RECOMMENDED
Ralph Coburn is not well known in Chicago —or almost anywhere—but deserves to be. Early in his seventy-year career, he created a series of paintings that hold their own besides those of his friends, Ellsworth Kelly, Jack Youngerman and Carmen Herrera. They are cool, abstract, geometric and, in Kelly’s word, “concrete;” they disdain realism, expression, metaphor and transcendence.
But what is most remarkable is that Coburn’s multi-section paintings incorporate choice: the owner-curator is expected to rearrange the parts as she wishes. The idea, which has its origins in Dada with Jean Arp and the Bauhaus with Moholy-Nagy, was that meaning was not to be fixed by the artist but was the product of the interaction of artwork and viewer. That being the case, why not put the actual arrangement in the hands of the latter?
And that’s exactly what Coburn did in the most ambitious work of his life, “Premonitions” (1962), consisting of thirty-six canvases divided into seven groups, arranged by the owner/curator. The result is a colorful daydream that invites leisurely perusal, like Monet’s “Waterlillies” in the Musée de l’Orangerie. The difference is that Coburn is not interested in seasons of the year, times of day, growth, decay, duration, sky, water or mirroring. That’s a lot to sacrifice.
But the longer you look at “Premonitions,” the more you see: the canvases are nearly all vertical, composed of three colors, with uneven stripes across the middle. Most of the stripes are white, but two are black, two are orange, four blue, two rose, one purple and two yellow. Most of the arrangements have a vertical bias—a few even appear cruciform. The colors are mostly secondary, but a few primaries are evident. The canvas edges are painted white, making the ensembles flatter than they otherwise would be.
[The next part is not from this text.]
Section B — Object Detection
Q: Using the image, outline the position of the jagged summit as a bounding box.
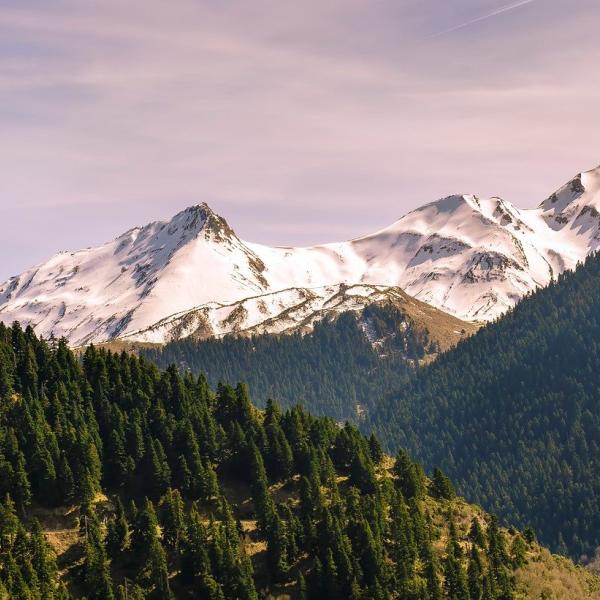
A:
[0,167,600,344]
The arrangement I saw worked fine; it was both coherent and animated. My prediction is that so long as the pictures are not turned sideways, the next installation less than two weeks from now will work just as well. That’s a problem. If a particular arrangement can never truly fail, how well can it succeed? (Stephen F. Eisenman)
Ralph Coburn’s “Random Sequence” shows through April 22 at the Arts Club of Chicago, 201 East Ontario.